Some rockets evaded Israel’s Iron Dome missile defence system and damaged residential buildings and vehicles.

Residents said they did not remember a situation like this for a long time, with streets in Tel Aviv locked down and empty.

“There is a heavy feeling of surprise, of shock and of fear from what is still expected to happen,” English author and journalist Gideon Levy told the BBC. “When the first rockets fell, I was still jogging in the park, the noise was terrible.”

At a meeting of his security cabinet, Israeli Prime Minister Benjamin Netanyahu said: “Our first objective is to clear out the hostile forces that infiltrated our territory and restore the security and quiet to the communities that have been attacked.”

“The second objective, at the same time, is to exact an immense price from the enemy, within the Gaza Strip as well. The third objective is to reinforce other fronts so that nobody should mistakenly join this war.”

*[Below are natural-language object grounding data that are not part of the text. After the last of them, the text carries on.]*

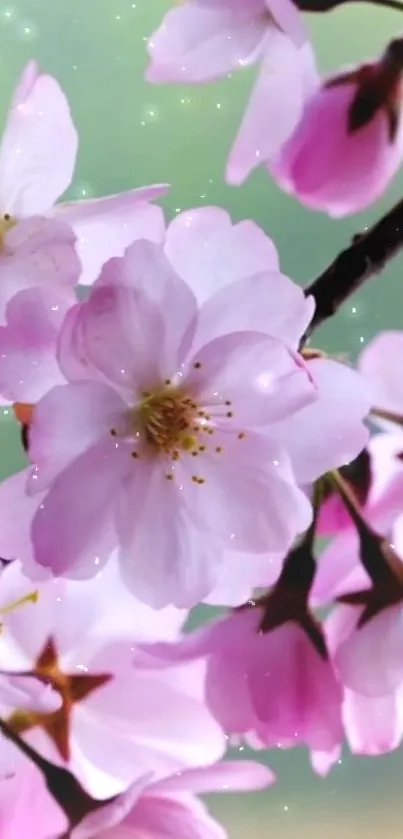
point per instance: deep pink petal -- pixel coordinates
(105, 227)
(164, 556)
(274, 109)
(197, 42)
(350, 170)
(66, 422)
(210, 253)
(289, 18)
(26, 806)
(240, 573)
(17, 510)
(72, 527)
(38, 149)
(266, 302)
(370, 660)
(249, 378)
(329, 432)
(28, 363)
(171, 818)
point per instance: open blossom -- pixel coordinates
(113, 725)
(37, 158)
(348, 144)
(199, 41)
(161, 440)
(274, 685)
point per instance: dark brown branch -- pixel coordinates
(368, 254)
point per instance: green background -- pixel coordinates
(133, 134)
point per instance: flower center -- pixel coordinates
(6, 224)
(167, 420)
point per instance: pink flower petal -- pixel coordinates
(27, 808)
(72, 527)
(248, 497)
(39, 252)
(261, 379)
(329, 432)
(339, 570)
(210, 253)
(370, 660)
(17, 510)
(373, 725)
(38, 149)
(28, 364)
(174, 562)
(289, 18)
(267, 302)
(197, 42)
(294, 691)
(105, 227)
(380, 363)
(240, 573)
(274, 109)
(172, 818)
(226, 776)
(146, 270)
(66, 422)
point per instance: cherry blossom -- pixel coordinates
(113, 725)
(202, 40)
(202, 408)
(348, 144)
(380, 363)
(274, 685)
(37, 159)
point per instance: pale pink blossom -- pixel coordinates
(37, 159)
(348, 144)
(28, 344)
(201, 40)
(37, 252)
(234, 272)
(381, 363)
(373, 725)
(274, 685)
(115, 723)
(26, 808)
(170, 808)
(141, 364)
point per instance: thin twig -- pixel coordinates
(368, 254)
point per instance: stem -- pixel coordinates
(368, 254)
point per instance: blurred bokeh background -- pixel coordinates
(133, 134)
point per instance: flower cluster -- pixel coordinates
(185, 444)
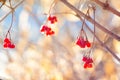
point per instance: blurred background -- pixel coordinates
(41, 57)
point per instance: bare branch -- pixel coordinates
(106, 6)
(101, 43)
(11, 10)
(79, 13)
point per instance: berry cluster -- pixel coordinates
(8, 43)
(46, 29)
(88, 62)
(82, 40)
(52, 19)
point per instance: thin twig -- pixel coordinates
(106, 6)
(11, 10)
(79, 13)
(101, 43)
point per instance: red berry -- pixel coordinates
(81, 42)
(90, 65)
(88, 44)
(12, 46)
(85, 65)
(84, 58)
(7, 40)
(5, 45)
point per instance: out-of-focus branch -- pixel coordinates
(101, 43)
(106, 6)
(11, 10)
(79, 13)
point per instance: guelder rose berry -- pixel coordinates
(47, 30)
(88, 62)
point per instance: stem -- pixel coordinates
(79, 13)
(106, 6)
(101, 43)
(11, 10)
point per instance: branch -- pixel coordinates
(11, 10)
(101, 43)
(79, 13)
(106, 6)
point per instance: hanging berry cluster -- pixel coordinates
(88, 61)
(7, 43)
(83, 42)
(46, 28)
(51, 19)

Dozens of Israeli warplanes and other aircraft have been carrying out strikes in Gaza in response to the attack, causing large explosions.

The Israeli military said it targeted 17 Hamas military compounds and four operational headquarters in the first few hours of what it called “Operation Iron Swords”.

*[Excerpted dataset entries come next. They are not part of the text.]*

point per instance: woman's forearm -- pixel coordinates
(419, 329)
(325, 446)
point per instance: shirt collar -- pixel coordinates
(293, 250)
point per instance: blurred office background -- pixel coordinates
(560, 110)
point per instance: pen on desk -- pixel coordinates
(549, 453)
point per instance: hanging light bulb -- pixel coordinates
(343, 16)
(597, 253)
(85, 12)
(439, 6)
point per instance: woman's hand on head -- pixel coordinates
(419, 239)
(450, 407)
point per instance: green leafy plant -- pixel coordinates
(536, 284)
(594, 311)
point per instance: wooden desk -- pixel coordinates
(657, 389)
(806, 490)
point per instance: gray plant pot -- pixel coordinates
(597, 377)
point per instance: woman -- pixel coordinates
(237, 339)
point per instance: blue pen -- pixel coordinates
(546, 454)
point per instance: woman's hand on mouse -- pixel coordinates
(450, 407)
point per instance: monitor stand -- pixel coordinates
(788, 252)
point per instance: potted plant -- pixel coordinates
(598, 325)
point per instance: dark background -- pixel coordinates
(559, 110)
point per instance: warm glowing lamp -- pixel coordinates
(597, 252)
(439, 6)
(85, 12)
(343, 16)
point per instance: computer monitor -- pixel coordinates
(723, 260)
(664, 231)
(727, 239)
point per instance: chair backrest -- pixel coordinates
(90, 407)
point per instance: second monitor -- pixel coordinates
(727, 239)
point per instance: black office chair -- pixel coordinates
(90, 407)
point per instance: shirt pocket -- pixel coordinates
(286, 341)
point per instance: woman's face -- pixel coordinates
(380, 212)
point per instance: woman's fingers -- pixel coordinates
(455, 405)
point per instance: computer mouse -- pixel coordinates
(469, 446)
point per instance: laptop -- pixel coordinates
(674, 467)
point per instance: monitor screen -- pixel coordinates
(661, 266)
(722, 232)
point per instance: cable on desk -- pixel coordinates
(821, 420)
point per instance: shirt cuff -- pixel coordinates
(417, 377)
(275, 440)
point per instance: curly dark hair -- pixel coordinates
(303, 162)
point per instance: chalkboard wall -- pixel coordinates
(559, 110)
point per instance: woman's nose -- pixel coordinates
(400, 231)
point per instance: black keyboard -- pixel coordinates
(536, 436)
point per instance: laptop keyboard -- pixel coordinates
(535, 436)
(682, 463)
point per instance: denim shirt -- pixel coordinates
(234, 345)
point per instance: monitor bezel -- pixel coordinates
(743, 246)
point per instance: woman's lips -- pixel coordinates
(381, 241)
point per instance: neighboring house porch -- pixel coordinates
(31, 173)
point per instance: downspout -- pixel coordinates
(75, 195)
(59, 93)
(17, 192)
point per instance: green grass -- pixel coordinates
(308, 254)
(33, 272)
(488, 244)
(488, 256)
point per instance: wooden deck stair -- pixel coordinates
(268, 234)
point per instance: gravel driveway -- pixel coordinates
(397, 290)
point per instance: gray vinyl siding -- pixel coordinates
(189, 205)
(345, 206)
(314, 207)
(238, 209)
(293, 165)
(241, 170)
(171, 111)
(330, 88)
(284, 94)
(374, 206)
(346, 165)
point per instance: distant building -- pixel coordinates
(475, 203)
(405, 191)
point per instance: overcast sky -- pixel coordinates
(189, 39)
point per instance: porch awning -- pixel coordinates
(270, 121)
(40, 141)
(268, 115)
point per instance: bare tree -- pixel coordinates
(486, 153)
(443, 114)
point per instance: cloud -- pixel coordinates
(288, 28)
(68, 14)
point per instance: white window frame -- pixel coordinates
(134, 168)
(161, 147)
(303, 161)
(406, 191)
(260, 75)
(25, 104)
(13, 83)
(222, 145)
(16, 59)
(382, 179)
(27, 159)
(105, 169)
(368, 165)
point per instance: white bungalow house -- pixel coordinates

Later, missiles destroyed the 11-storey Palestine Tower in downtown Gaza City, which houses Hamas radio stations in the rooftop.

The Israeli air force said it struck “military infrastructure in two multi-storey buildings used by senior Hamas terrorist operatives for carrying out terrorist activity”, and that it had warned occupants to evacuate before the attack.

Medical aid group Medecins Sans Frontieres said a nurse and an ambulance driver were killed in Israeli strikes on two hospitals in Gaza.

Palestinian news agency Wafa meanwhile reported that 10 civilians were killed in a strike on a residential building in the Shabora area of Rafah, in the south of Gaza.

As night fell, Israel’s state-run electricity company also cut the power supply to Gaza. Gaza’s power company said about 80% of the territory’s electricity had been coming from Israel.

There was also violence in several locations in the West Bank on Saturday. Palestinian medics reported that six Palestinians were shot dead during confrontations with Israeli forces.

Hamas military commander Mohammed Deif called on Palestinians everywhere to join the group’s operation.

“We have decided to put an end to these Israeli offences with God’s help, so the enemy understands that the time of wreaking havoc without being held accountable is over,” he said.

Ismail Haniyeh, the leader-in-exile of Hamas, claimed that Palestinian factions intended to expand the violence to the occupied West Bank and Jerusalem.

Ghazi Hamad, a Hamas spokesman, meanwhile told the BBC that the group had direct backing for the attack from Iran, which pledged to “stand by the Palestinian fighters until the liberation of Palestine and Jerusalem”.

Palestinian President Mahmoud Abbas – a political rival of Hamas – said the Palestinian people had the right to defend themselves against the “terror of settlers and occupation troops”.

There has been strong international condemnation of the Hamas attacks.

US President Joe Biden called them “unconscionable” and declared that Israel “has the right to defend itself and its people, full stop”.

“There’s never a justification for terrorist attacks and my administration’s support for Israeli’s security is rock solid and unwavering,” he added.

UN Secretary General António Guterres said he was “appalled by reports that civilians have been attacked and abducted from their own homes”.

The UK’s Foreign Secretary, James Cleverly, said it “unequivocally condemns the horrific attacks by Hamas on Israeli civilians”.

Qatar’s foreign ministry said Israel alone was responsible for the ongoing escalation of violence.